The private investment group announced as a majority investor in Weyerbacher Brewing Company this past April has backed out of the deal, the brewery’s chief operating officer, Josh Lampe, told Brewbound.
Instead, the Easton, Pennsylvania-based craft brewery has turned to a group of seven individuals and two trusts to invest $50,000 in exchange for shares in the business, according to a reorganization plan filed in U.S. Bankruptcy Court in Pennsylvania’s Eastern District.
1518 Holdings abandoned plans to buy a majority stake in Weyerbacher, a 24-year-old craft brewery that sold as many as 19,543 barrels at its most recent peak in 2014, shortly after the company filed for Chapter 11 bankruptcy in April, Lampe said.
“We’ve been going at it on our own, and we’ve got a lot of beer coming out and are making headway with getting everything back in stock, which is a good thing,” he added.
The investor group includes company founders Dan and Sue Weirbach, as well as past and present employees. Two trusts — the TWF Trust and the Lampe Trust — will each hold 40% of the company, and the seven individual investors will share the remaining 20% of the business, according to the plan. Josh Lampe will remain at the helm of the company, while Dan Weirbach will retain his CEO and board chairman titles and serve in an advisory role.
Under the plan, Weyerbacher will use the cash infusion and operating revenue to pay back its lenders. The company’s largest debt owed is $2.2 million to BB&T Bank for a loan that covered major brewhouse expansions. The loan from BB&T and a $310,000 loan from Midtown Resources are both classified as secure claims and must be paid back in full. Lampe said that the Midtown Resources loan was a “stopgap” to secure funding to keep producing beer.

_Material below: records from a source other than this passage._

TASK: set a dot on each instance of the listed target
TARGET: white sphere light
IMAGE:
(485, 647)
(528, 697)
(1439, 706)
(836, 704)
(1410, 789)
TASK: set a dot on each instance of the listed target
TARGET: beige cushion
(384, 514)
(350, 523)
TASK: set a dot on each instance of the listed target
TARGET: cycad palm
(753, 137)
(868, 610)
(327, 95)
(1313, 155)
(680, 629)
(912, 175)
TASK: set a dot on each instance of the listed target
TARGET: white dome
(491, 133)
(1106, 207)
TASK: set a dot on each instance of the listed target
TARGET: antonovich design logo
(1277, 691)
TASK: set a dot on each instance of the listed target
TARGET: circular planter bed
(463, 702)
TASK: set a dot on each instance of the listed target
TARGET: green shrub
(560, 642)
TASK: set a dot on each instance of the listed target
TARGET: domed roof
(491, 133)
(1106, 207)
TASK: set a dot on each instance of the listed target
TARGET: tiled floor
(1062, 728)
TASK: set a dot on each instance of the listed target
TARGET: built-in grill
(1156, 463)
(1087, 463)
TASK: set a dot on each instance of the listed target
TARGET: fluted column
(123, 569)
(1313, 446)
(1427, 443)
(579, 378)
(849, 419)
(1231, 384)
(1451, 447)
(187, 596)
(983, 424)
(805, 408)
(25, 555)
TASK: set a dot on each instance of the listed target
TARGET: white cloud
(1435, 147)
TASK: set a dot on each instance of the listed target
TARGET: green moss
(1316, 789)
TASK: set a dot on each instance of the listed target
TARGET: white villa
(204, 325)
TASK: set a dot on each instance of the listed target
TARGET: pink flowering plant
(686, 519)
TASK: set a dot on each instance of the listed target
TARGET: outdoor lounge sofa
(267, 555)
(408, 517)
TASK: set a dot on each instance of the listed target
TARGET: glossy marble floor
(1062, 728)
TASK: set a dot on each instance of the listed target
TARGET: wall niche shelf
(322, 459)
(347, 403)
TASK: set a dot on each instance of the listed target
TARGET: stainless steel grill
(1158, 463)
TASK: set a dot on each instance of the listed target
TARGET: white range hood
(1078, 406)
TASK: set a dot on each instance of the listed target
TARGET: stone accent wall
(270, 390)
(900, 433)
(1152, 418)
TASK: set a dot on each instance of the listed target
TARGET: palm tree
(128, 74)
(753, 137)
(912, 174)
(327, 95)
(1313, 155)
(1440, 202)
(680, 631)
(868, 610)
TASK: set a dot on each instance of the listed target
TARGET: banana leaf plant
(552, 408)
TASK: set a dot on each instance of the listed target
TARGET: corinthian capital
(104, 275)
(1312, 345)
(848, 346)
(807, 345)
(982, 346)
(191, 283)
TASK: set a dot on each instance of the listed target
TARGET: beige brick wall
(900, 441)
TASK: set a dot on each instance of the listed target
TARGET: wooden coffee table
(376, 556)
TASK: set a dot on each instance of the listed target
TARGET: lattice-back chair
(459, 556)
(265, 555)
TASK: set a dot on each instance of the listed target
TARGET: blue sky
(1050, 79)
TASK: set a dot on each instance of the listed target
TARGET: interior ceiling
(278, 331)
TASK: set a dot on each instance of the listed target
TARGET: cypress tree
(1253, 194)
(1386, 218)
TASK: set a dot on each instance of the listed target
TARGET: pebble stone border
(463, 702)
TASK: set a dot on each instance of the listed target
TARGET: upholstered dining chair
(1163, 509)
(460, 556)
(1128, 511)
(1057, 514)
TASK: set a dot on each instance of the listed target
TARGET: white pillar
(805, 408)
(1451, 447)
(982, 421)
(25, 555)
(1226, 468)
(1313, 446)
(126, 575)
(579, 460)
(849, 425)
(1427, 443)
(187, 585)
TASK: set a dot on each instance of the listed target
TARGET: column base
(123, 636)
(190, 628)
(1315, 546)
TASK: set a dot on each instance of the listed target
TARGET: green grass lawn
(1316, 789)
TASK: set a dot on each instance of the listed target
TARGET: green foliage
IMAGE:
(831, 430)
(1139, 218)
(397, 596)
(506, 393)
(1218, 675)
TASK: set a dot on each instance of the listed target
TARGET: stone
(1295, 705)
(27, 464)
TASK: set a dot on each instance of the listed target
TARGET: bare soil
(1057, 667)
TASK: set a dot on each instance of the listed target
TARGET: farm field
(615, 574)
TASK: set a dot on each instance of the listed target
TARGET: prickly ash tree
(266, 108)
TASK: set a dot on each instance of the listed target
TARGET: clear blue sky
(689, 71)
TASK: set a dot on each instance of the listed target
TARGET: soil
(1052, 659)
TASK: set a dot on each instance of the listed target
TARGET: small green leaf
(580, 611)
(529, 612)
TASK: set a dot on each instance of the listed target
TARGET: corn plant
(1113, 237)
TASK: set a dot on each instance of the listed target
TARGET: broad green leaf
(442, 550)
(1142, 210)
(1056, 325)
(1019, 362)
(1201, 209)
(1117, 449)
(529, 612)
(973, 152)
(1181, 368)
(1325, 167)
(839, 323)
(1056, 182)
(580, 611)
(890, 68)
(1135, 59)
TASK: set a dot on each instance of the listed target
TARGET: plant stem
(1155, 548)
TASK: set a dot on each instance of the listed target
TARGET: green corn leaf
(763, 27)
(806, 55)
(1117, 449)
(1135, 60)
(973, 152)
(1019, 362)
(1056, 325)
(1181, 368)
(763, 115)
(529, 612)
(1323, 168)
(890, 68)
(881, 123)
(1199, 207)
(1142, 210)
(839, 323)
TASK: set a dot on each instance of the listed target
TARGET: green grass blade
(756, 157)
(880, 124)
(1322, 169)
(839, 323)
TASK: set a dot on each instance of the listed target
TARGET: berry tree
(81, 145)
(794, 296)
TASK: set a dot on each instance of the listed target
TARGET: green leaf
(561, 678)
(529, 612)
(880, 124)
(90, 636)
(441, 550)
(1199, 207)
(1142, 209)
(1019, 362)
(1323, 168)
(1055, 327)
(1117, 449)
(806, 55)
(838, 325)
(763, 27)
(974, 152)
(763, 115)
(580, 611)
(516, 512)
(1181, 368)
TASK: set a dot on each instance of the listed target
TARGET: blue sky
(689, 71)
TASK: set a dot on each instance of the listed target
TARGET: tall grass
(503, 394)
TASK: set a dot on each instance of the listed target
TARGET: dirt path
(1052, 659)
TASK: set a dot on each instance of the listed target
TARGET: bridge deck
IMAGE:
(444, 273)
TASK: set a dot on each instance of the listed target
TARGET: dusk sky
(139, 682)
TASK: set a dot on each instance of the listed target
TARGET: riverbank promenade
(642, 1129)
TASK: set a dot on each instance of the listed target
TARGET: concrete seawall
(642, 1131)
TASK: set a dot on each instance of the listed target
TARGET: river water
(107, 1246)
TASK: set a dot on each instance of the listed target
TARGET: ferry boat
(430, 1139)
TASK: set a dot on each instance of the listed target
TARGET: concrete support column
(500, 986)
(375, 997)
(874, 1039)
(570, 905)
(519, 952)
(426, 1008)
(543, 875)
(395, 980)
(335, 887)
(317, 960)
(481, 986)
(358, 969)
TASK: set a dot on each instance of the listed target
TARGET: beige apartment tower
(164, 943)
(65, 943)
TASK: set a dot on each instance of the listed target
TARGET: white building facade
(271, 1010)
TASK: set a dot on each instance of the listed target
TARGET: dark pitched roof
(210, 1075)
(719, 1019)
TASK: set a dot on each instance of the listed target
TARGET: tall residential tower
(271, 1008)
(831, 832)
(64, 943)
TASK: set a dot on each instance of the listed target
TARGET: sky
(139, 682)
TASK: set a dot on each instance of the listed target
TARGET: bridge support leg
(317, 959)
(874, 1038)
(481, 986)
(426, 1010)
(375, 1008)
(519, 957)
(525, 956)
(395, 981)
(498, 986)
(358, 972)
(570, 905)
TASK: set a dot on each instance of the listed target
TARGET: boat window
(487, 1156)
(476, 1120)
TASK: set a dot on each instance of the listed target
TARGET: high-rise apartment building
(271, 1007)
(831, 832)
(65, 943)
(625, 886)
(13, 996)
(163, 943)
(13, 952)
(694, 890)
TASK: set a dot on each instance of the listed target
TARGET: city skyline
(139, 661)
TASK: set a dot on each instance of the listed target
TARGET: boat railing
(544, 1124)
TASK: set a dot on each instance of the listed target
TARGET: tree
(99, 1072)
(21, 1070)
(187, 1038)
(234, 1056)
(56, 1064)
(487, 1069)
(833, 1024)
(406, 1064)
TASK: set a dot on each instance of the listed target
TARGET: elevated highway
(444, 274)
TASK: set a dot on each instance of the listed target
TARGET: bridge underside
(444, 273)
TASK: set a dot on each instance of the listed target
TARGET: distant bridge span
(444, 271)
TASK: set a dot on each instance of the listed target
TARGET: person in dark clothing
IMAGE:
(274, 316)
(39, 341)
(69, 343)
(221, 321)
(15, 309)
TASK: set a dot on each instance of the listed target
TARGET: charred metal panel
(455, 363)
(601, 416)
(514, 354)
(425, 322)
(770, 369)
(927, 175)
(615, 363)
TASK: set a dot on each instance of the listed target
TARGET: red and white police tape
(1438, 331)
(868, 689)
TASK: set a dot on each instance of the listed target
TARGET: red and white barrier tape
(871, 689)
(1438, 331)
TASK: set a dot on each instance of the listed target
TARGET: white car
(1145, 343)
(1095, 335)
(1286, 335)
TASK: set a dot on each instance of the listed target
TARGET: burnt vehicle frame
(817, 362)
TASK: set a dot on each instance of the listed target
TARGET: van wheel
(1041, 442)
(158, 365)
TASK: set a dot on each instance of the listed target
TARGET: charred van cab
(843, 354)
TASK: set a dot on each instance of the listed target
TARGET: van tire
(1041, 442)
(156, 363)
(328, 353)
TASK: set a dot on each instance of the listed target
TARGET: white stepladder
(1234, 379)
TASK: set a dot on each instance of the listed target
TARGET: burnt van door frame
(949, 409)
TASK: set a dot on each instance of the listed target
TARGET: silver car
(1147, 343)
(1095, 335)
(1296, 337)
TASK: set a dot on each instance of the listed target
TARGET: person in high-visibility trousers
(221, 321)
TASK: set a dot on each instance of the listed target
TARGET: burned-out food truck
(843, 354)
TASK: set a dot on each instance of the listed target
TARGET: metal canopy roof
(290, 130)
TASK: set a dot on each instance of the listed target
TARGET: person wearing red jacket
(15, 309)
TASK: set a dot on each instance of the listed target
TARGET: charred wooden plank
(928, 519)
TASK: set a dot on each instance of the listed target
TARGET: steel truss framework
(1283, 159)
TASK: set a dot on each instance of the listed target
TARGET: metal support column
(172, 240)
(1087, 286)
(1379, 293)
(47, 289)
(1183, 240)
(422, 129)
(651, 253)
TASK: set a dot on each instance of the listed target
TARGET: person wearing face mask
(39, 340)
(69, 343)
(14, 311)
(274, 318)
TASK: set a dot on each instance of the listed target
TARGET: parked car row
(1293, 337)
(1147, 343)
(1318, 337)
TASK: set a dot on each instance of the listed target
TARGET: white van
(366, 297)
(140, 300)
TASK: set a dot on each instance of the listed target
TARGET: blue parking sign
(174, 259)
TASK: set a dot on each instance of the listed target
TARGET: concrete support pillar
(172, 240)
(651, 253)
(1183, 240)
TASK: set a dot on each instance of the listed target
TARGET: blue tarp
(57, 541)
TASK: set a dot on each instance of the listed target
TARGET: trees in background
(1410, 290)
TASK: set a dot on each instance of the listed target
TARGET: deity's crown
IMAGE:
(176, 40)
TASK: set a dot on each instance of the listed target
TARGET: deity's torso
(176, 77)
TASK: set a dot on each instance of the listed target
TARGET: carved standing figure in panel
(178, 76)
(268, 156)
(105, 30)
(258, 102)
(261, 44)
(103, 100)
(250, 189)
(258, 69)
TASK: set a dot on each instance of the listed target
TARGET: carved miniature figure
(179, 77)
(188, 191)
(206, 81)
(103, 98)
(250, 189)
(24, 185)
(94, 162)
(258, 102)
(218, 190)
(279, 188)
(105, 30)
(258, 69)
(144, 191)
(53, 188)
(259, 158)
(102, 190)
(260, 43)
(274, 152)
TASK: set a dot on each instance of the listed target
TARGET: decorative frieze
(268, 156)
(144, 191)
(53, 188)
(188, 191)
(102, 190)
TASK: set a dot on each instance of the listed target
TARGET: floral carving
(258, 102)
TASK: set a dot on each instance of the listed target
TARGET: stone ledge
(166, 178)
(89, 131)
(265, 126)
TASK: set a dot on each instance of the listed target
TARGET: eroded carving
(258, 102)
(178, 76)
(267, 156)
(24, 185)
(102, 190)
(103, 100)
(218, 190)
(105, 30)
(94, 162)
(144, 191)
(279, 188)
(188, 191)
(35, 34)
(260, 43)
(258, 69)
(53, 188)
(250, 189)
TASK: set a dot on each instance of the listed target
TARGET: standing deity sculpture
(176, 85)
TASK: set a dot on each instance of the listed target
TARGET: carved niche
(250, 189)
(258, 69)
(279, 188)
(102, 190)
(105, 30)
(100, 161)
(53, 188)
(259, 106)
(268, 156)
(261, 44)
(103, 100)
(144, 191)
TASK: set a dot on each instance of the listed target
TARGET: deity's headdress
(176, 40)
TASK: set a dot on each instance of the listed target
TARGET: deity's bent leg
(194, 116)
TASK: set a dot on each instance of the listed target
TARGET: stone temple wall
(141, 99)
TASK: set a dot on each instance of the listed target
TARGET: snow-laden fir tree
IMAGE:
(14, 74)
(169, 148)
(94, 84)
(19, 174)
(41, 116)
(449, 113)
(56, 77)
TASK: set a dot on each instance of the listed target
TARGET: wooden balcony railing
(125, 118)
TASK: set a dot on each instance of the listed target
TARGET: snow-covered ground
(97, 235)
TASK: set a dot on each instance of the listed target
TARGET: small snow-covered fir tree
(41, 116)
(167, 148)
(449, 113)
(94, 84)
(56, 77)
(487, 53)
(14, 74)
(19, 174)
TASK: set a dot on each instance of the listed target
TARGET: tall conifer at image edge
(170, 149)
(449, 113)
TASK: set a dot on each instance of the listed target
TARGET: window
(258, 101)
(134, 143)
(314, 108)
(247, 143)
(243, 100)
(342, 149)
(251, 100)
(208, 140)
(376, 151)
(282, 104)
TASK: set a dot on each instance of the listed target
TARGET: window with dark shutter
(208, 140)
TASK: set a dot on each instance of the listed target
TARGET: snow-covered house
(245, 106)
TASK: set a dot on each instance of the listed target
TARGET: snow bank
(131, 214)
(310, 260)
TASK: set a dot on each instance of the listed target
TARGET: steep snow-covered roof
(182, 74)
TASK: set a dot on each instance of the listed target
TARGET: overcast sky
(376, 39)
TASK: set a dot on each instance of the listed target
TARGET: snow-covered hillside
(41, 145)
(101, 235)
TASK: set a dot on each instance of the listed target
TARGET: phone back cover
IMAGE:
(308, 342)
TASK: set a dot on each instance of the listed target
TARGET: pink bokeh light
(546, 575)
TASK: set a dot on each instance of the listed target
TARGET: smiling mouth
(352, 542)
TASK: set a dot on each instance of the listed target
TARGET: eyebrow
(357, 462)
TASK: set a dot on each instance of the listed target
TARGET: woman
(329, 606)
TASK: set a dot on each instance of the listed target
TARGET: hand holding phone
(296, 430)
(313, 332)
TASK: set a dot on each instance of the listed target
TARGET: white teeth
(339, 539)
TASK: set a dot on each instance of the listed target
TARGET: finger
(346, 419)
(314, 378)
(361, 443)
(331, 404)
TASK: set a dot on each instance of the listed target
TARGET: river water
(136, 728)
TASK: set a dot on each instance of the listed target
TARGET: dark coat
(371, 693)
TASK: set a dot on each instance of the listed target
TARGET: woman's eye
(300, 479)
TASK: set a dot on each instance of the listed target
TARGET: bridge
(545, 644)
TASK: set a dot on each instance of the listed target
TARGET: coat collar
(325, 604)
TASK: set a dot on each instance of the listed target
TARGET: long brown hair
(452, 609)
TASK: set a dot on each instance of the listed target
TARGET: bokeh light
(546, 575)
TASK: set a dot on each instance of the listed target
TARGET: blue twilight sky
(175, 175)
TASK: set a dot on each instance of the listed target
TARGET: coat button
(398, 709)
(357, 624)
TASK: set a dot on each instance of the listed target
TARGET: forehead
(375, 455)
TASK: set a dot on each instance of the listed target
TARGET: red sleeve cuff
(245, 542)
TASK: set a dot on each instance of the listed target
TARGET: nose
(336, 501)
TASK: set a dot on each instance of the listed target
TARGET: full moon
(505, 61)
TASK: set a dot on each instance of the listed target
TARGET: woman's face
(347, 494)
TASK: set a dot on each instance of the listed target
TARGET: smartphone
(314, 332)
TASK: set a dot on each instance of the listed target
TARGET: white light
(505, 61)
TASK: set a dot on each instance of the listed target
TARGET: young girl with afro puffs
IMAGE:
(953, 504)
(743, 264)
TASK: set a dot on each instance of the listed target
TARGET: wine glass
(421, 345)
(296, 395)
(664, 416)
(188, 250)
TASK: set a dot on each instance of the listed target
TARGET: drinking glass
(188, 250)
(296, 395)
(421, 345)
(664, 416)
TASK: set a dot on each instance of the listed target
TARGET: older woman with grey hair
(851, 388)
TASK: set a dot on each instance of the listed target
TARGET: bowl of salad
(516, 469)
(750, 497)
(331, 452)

Weyerbacher also owes $1.9 million to other creditors, but those claims are unsecured and the company plans to pay back a total of $186,000 according to the reorganization plan.
Albert A. Ciardi III, the attorney representing Weyerbacher in its bankruptcy, said it’s common in Chapter 11 proceedings for some creditors not to be repaid in full.
Lampe said there have been no layoffs at Weyerbacher since the company laid off two salespeople in February. The company has no plans to close its retail locations in Easton, where it operates a 30,000-barrel production brewery and taproom, or in New Hope, where it opened a stand earlier this year inside a food hall and local market.
“We’re still working through our issues, but my main focus is the future of the company and making sure that we are able to keep putting out great beer,” Lampe said.
Weyerbacher’s proposed reorganization plan and disclosure statement were filed in court last month, and a confirmation hearing for the plan is scheduled for November 4. A committee of creditors has overseen the creation of the plan. They include Hauser Packaging, Country Malt Group, Northeast Barrel Company, and Yakima Chief Hop, according to court documents.
Legal teams for the committee and Weyerbacher have sparred over appropriate professional representation. Weyerbacher will pay legal fees for both parties, and the committee has appointed two legal teams and a financial advisor, which Weyerbacher formally opposed in court filings on July 2 and July 11, respectively.
According to the disclosure statement that accompanied the plan, Weyerbacher has budgeted $100,000 for all professional fees, to be split evenly between their own attorneys and the committee’s representatives. If fees exceed that budget, Weyerbacher will pay the difference from the $186,000 allotted for unsecured creditors, a group that includes those appointed to the committee.
Payments to professionals take precedence over those to creditors, Ciardi said.
“They have an economic incentive to keep a close watch on their professionals, just like the debtor has an economic incentive to keep a close watch on its professionals,” he added.
In a July 11 filing, Weyerbacher’s legal team objected to the appointment of the committee’s financial advisor, noting that the expected total for professional fees for all parties could reach $200,000.
Petitions filed to the Eastern District court in June and July paint a picture of a strained relationship between Weyerbacher and the committee. Weyerbacher’s July 2 objection notes that in a phone call with the committee’s lawyer, Schuyler Carroll of Loeb & Loeb, “Mr. Carroll advised that the committee’s marching orders to counsel had been simple: destroy the Debtor.”
A filing from the committee on July 24 dismissed that claim as “mudslinging,” adding that the “committee has taken its fiduciary duties seriously and has chosen professionals that can advise the committee on the best course of action for the Debtor’s estate, whether through reorganization, asset sale or liquidation.”
Carroll did not respond to messages seeking comment.